Baton Rouge's #1 lifestyle magazine since 2005

Munching on the Boulevard

Wal-Mart may have been the best thing that ever happened to Mansur’s on the Boulevard. When Village Square Shopping Center was razed a few years ago to make way for the mega retailer, Mansur’s left its time-warped strip mall in favor of new digs on Corporate Boulevard. Since then, Corporate has done nothing but go hog-wild, shuttling more and more spend-happy consumers between College Drive and Jefferson Highway. It must be restaurateur nirvana.

Ergo the steady crowds at the longstanding Baton Rouge eatery, now approaching 20 years in business. Mansur’s is one of a handful of restaurants that have masterfully figured out the local diner. The sober, buff décor and chophouse-plus-seafood menu make it upscale without the stress, thank you very much, of those minimalist, arugula-munching citified joints. Here, steaks and crabmeat-topped fish are the order of the day. And servers are more likely college students than uppity food snobs.

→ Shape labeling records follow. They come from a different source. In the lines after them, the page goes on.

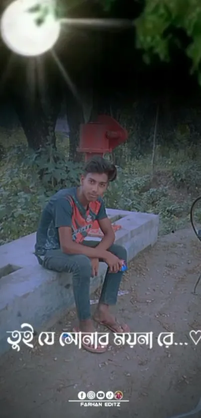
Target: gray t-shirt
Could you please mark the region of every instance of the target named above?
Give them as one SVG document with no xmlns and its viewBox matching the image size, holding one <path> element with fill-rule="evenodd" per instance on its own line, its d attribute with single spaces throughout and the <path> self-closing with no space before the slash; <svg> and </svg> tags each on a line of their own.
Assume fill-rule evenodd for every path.
<svg viewBox="0 0 201 418">
<path fill-rule="evenodd" d="M 81 244 L 93 227 L 94 221 L 107 218 L 101 198 L 91 202 L 86 210 L 77 197 L 77 187 L 63 189 L 52 196 L 43 209 L 36 233 L 36 256 L 44 256 L 47 250 L 60 248 L 58 228 L 72 229 L 72 237 Z"/>
</svg>

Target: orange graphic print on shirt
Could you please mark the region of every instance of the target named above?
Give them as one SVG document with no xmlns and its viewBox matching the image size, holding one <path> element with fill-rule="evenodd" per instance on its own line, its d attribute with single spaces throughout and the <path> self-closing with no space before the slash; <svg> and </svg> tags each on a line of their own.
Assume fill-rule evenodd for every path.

That can be good and bad. When we asked our affable young waiter for the inkiest red-by-the-glass, his response was along the lines of “I don’t know nothin’ ‘bout recommendin’ no wines.” Fair enough, but surprising given Mansur’s recent attempt to reach out to enophiles with an amped-up wine list and occasional food-wine dinners. Agreeably, he mosied off to do a little recon and returned with the sturdy, tannic Quarterback red blend, a nice choice ($9.50).

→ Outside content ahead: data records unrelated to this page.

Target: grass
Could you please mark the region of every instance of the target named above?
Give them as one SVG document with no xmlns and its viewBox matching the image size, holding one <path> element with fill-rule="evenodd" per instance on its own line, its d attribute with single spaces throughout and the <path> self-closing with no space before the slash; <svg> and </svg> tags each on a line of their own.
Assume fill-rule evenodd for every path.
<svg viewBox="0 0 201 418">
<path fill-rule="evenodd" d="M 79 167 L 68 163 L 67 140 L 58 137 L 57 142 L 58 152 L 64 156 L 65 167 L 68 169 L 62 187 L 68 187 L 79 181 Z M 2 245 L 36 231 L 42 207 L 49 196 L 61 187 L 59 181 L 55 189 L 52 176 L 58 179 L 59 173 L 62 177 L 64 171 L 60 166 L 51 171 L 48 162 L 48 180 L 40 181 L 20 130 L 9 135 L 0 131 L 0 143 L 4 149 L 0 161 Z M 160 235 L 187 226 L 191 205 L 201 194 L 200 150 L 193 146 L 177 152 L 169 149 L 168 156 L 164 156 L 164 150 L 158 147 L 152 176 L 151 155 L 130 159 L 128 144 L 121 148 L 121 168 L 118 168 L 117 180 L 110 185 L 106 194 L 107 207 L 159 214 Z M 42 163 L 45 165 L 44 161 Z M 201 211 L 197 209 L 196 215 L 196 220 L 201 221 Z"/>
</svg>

Mansur’s gets high marks for routinely stretching beyond the lazy-man special, tilapia, with its featured fish. That night, and at a subsequent lunch, the list included sweet, toothy escolar, salmon, mangrove snapper and rainbow trout.

The chef’s dinner specials were earthy, he-man concoctions like turkey and sweet potato soup, salmon topped with frog legs and a curious dish our waiter described as “a filet perched on a duck breast with venison medallions in Black Jack demi-glace, topped with jumbo lump crabmeat.” The whole dang food chain was present. It was too weird to pass up.

The menu’s starters included standard regional fare like raw oysters, crab-topped fried eggplant, and stuffed mushrooms. We tried the crab cakes Covington, a nicely done bold version that featured plump, lightly fried cakes with corn relish and drizzles of remoulade sauce ($11). The charbroiled oysters, doused in a classic topping of garlicky, buttery breadcrumbs were homey and familiar ($8.50). The Acadiana egg rolls were satisfying in that fried-is-always-good way, but the flavors of duck and shrimp didn’t wow us. ($8)

One of Mansur’s signature dishes is redfish roasted on a cedar plank, a popular cooking method meant to impart intense woodiness. The juicy redfish, gently bathed in subtle caper lemon butter, had flaked up nicely, but it was devoid of any hints of cedar, even after I sliced into the plank itself, as the waiter recommended ($18).

My tablemate’s dish, the food chain special, looked great, but it wasn’t the bizarre tower o’ surf-and-turf described. We saw neither crabmeat nor breast of duck. Our waiter ambled back to investigate and after a convoluted tale he said he’d just plumb misread the board.

Nevertheless, what was before us was nicely done. A tender filet was surrounded by woodsy duck-sweet potato hash. Buttery venison medallions in Bourbon sauce were set off to the side. We especially liked the contrasts between the savory meats and their sweet accompaniments ($27).

Best among Mansur’s desserts are the luscious silky, crčme brulee specials. Vanilla bean and toffee crunch were featured during our visits, while a friend reported a recent knockout version made from pistachio ($7.25). The bread pudding is the tightly packed sort, cut decoratively in a diamond and served with an insulin-shock butter sauce ($5.75). The white chocolate macadamia nut brownie a la mode, which my dinner date described as “funny tasting” should probably be avoided ($8).

I returned later for a lunch visit and remembered how much I like Mansur’s varied daytime menu, thick with interesting salads, croissant sandwiches, fresh fish and dressy entrees. This time, our server was efficient and knowledgeable.

Among appetizers, the fried asparagus spears with blue cheese were fun and satisfying, but the seared ahi tuna was bulky and bland ($8, $10). My lunchmate’s special, smoked tasso meatloaf with black-eyed peas and red cabbage, was rich and excellent, again showcasing the chef’s interest in weighty, belly-rubbing flavors. From Mansur’s nine big salads I chose the coconut Thai with chicken, which was unfortunately dominated by an over-the-top sweet sauce rather than nuanced Asian flavors ($11).

For my money, the best tables at Mansur’s are in the rooms adjacent to the highly trafficked dining room proper. The closer it gets to the weekend, the better to make reservations.